The words Dog Breed Info with the letter D inside of a black paw print

The Hagen-Renaker Figurines

For your enjoyment only. This is my own personal vintage dog figurine collection. They are not for sale.

Topdown view of a collection of dog figurines.

Aside from the Goebel dog figurines, another one of my favorites are those made by Hagen-Renaker, Inc. I think what attracts me to them is the way they are life-like in their appearance and their size. The ones I like to collect are just tiny little things, which means they do not take up a lot of space, leaving you room to collect more of them! I remember collecting them as a kid and they are still around today. A lot of the dogs and other miniature animals would, and still do, come on a card. The instructions say to soak the card in water to remove it. I remember buying these little dogs and excitedly going home to soak the card to get it off of the figurine. Removing the card does not lessen the value of the figurine. The only thing the card does is verify it is an original Hagen to an amateur collector. Some of the cards also contain the dates the piece was made and/or the list price, which is sometimes interesting when looking at the vintage pieces.

A Little History

The Hagen-Renaker company was founded in Culver City, California in 1945. It all started in the garage inside the home of Maxine and John Renaker. John Renaker had set up their first kiln by hooking up a garden hose from the family gas stove to the kiln in the garage. Maxine worked in sales and was the company’s first designer. Starting a company in one’s garage is difficult these days considering all of the permits and licenses one must now obtain. Those were the good old days for mom and pop businesses. The couple made hand-painted dishes that were signed HR Calif.

Maxine's dad, who everyone called Ole Hagen was a carpenter and with the help of his brother Arne, built John and Maxine their first building, along with an apartment to work out of. The company was named Hagen-Renaker in honor of all of their help.

In 1946 they moved their company to the new building in Quonset Hut in Monrovia, California. They began making butter pats, plates and shadow boxes. Two years later they started producing miniature animal figurines that quickly became very popular. It came about when Maxine had made a small duck. She was a Camp Fire Girls leader and made it for the kids. John decided to add it to the order sheet and to his pleasure it sold and there started the lines of many different animal figurines. A lot of people like to collect the horses. I personally like the dogs.

In 1952 they came out with a Designers Workshop line (DW) of larger animal figurines, run by Bill Nicely and Nell Bortells, which are highly collectable to this day. This line was later re-named the Pedigree line, which started in 2005. This line is a bit larger than the minis. The minis are my favorite.

From 1955 to1960 they made over 100 different Disney figurines, miniature size and larger.

All of the Hagen pieces are hand painted so they do vary in their looks. The size of their animal figurines would also vary slightly. As a mold was used over and over again the pieces it produced would grow in size.
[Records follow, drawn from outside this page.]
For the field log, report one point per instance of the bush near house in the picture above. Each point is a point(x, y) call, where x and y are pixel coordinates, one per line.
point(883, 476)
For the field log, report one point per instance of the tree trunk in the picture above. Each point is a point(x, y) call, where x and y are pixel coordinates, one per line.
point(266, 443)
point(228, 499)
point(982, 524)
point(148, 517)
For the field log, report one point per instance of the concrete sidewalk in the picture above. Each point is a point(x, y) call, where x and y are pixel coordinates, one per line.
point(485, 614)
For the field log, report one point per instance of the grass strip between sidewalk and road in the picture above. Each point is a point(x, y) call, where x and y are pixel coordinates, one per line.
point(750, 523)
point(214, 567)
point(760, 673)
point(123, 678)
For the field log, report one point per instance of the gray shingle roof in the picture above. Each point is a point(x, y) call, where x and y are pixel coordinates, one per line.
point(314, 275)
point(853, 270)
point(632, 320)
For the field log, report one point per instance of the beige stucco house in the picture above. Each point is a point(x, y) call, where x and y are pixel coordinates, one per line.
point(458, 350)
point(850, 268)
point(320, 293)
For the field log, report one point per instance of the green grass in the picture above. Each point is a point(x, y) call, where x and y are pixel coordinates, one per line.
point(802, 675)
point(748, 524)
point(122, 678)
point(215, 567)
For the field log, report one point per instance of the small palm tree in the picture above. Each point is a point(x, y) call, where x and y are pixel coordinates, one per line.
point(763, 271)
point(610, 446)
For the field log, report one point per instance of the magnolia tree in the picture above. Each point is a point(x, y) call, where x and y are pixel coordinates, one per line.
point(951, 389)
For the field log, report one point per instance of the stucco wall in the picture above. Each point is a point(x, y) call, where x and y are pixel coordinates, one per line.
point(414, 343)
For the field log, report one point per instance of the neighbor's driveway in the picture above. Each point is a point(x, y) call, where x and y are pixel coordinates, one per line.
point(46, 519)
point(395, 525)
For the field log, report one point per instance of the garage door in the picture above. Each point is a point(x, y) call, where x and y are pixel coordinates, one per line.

A single mold will last for about 25 pieces before it was replaced, as the details would become less apparent.

The U.S. pottery business came into troubled times in the late 1950s to early 1960s. Even with all of Hagens’ new lines the company was struggling. They had come out with the Arizona Flagstone pieces, which were brightly decorated with primitive animals similar to cave drawings, the Little Horribles, Black Bisque animals and Zany Zoo pieces. Yet with all of these new pieces they could not compete with the Japanese market.

The right side of a Cocker Spaniel figurine painted with Aurasperse paint. The figurine has small black circles for eyes.

They even tried cutting costs by using Aurasperse paint, which does not have to be fired in a kiln. However this strategy did not last long as the paint washed off and scratched easily. The company was forced to close down for a while but was able to open back up in 1966 in San Dimas, California.

In the 1980s they made large Designers Workshop pieces, Freeman McFarlin pieces, Specialty lines and Stoneware.

Sadly Maxine Renaker passed away at the age of 89 on July 17, 2003. John Renaker decided to retire leaving the company to their daughter, Susan Nikas. It is still up and running in San Dimas, CA, USA.

Their animal lines remain their most popular. They currently make a lot of specialty dog lines, which is what I like to collect, although I think all of their animals are fantastic.

They currently are the only manufacturer of miniature ceramic animals left in the United States.